Retrait de Joe Biden : pourquoi le président sortant a renoncé à se représenter, quatre mois avant le scrutin
Il a cédé à la pression. Alors qu'il avait largement remporté les primaires du Parti démocrate en vue de la présidentielle américaine, Joe Biden a renoncé à se présenter au scrutin, dimanche 21 juillet. La décision, annoncée moins de quatre mois avant l'élection, plonge les Etats-Unis dans l'incertitude. Mais ce n'est, pour autant, pas totalement une surprise : depuis plusieurs semaines, le président était appelé par une partie de son camp à retirer sa candidature.
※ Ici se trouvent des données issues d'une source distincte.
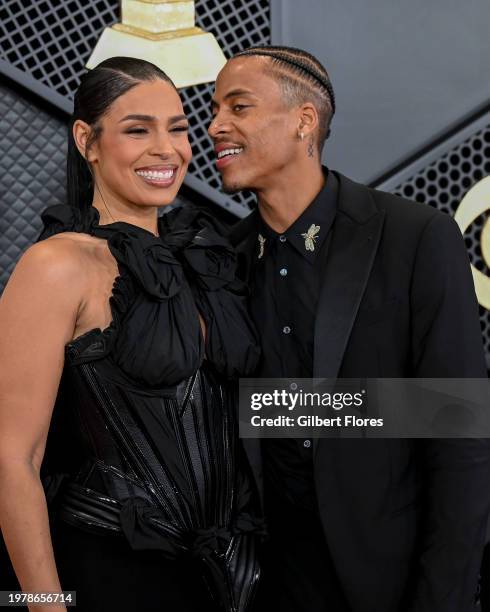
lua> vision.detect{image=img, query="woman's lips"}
[135,167,177,187]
Franceinfo revient sur les raisons qui l'ont poussé à jeter l'éponge.
Parce que son âge n'a cessé d'être critiqué
Lorsqu'il a été investi en janvier 2021, Joe Biden était déjà, à 78 ans, le plus vieux président américain en fonction. Trois ans et demi plus tard, la candidature de l'octogénaire n'a cessé d'être critiquée en raison de son âge avancé. "L'âge est lié aux facultés cognitives et plus largement aux compétences. On l'accuse de ne plus être en mesure de 'faire le job'", expliquait à franceinfo l'historien Lauric Henneton, maître de conférences à l'université de Versailles Saint-Quentin-en-Yvelines, début février.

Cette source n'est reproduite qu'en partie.